Glyn Williams’s Voyages of Delusion caught my eye at Half Price Books a few years ago. A beautiful blue book with a tall ship navigating an icy sea superimposed over an eighteenth century map of North America most of which was still terra incognita, I had to buy it.
Sometimes it pays to judge a book by its cover when the cover is so striking. Of course, it still took two years to get around to reading it.
Voyages of Delusion tells the story of the eighteenth century quest for a navigable northwest passage between Hudson’s Bay and the Pacific. Despite the fact that there was almost no evidence to suggest that such a passage existed, discovery expeditions were organized by armchair geographers and endured by the crews of ships who suffered unimaginable hardships in their quest to find what wasn’t there.
Williams opens with accounts of the expeditions from Hudson’s Bay where explorers invariably had to deal not just with the cold, but with the Hudson’s Bay Company which didn’t want potential rivals encroaching on their monopoly over trade in the Hudson’s Bay drainage (almost all of Canada east of the Rockies, though they didn’t know there was that much of it). Between expeditions, he tells the stories of the battles of competing maps of North America, most of which were entirely speculative, representing more the hopes of the geographers than the actual outlines of the coasts.

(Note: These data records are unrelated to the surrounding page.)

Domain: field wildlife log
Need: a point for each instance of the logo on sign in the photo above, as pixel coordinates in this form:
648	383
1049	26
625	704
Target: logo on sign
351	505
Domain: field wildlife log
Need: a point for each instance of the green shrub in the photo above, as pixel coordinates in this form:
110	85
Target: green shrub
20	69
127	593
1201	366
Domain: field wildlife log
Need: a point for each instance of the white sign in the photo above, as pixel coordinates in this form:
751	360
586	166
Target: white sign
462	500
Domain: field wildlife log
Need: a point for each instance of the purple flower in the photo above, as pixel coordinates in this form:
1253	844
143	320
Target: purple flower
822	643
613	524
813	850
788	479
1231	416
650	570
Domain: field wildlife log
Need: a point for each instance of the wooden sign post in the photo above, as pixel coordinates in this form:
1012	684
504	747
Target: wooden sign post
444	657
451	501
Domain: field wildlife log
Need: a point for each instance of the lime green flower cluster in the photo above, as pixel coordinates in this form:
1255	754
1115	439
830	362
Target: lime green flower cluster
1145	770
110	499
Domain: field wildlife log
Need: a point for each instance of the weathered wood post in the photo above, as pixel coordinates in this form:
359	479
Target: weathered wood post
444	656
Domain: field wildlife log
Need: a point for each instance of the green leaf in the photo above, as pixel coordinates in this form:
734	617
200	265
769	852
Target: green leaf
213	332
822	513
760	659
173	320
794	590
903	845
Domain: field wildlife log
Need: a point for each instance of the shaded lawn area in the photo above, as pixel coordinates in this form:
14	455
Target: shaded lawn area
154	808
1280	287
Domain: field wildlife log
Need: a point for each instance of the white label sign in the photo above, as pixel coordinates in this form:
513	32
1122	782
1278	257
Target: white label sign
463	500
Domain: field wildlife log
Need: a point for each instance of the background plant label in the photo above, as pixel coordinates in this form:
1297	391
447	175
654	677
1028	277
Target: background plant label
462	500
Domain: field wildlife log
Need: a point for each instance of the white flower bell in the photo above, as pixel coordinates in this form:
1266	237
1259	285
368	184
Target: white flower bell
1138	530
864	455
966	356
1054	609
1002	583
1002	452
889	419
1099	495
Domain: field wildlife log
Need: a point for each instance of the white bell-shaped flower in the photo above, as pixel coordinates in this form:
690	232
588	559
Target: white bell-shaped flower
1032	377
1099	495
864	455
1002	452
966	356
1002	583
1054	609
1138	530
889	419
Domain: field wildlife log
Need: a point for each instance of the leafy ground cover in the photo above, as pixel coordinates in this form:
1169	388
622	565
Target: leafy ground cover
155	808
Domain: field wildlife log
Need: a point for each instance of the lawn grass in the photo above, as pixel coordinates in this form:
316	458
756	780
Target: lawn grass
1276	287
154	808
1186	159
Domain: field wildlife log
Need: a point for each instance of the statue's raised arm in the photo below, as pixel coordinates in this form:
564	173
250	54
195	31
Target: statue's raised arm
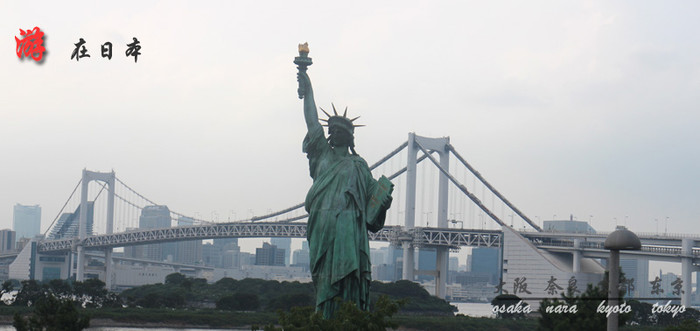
307	93
344	202
305	90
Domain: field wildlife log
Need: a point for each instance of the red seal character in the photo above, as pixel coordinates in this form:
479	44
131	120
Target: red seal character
31	44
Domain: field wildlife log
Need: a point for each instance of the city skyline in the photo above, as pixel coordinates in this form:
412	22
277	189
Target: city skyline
583	109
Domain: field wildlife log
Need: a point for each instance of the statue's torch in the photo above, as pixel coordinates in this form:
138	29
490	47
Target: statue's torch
303	61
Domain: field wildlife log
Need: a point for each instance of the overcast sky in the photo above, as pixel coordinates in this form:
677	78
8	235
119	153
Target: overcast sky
583	108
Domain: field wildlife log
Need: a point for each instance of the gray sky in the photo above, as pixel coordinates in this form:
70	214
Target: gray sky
583	108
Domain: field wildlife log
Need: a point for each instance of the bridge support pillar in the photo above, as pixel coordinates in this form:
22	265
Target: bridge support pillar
109	179
80	260
408	259
408	249
686	270
576	259
443	254
108	269
439	145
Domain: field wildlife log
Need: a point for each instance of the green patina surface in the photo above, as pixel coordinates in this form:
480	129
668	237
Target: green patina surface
343	203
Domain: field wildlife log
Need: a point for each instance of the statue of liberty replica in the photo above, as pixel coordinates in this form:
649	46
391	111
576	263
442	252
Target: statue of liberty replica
343	203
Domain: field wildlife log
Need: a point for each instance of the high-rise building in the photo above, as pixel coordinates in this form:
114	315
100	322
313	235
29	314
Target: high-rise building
269	255
568	226
188	251
26	221
485	261
7	241
211	255
301	256
283	243
153	217
68	225
427	261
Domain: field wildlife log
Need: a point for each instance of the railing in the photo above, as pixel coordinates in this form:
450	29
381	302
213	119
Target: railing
396	235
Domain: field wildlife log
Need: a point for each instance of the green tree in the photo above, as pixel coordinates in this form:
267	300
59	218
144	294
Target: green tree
30	293
175	278
52	314
59	288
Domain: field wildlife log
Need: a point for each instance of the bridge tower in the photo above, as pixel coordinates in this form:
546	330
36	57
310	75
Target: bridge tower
109	179
439	145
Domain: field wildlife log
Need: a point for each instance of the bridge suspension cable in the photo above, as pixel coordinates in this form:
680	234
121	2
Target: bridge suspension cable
155	204
492	189
460	186
299	205
63	208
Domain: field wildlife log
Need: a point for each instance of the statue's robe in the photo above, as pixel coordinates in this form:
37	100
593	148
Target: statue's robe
339	202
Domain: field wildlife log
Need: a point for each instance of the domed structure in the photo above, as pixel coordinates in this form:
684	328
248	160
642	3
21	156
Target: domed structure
623	239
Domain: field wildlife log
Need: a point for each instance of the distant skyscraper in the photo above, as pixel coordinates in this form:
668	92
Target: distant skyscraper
301	256
68	224
7	240
569	226
427	258
27	221
283	243
269	255
188	251
485	261
153	217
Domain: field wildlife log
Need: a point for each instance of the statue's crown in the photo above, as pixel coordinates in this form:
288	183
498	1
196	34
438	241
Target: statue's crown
341	121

The second half of the book tells of the search from the Pacific side, including the third voyage of Captain Cook in which he “discovered” Hawaii on his way to the Bering Strait where he and his men charted much of the Alaskan coast, bridging the maps of the Russians in the north with the Spanish in the south.
It was the tales of the competing maps – some of which were based on completely fictional voyages – that I found particularly interesting. Having a lifelong love of maps and geography it was quite enlightening to learn about how the map of North America ultimately came to be through speculation, intrigue, lies and fantasy mixed with real exploration. It is ironic of course how much nonsense was published and accepted by various geographers in the Age of Reason, but then that irony along with the many reproductions of various speculative maps that Williams includes work to make the book so enjoyable.
By the end of the book, one feels great empathy for Captain Vancouver who after years of searching for a passage from the Pacific apparently took great satisfaction in finally proving that there was no navigable northwest passage, thus turning his failure to find the fabled passage into a triumph of exploration and experiment over wishful thinking.
Of course, due to global warming, there is one now.
James Brush is a teacher and writer who lives in Austin, TX. He tries to get outside as much as possible.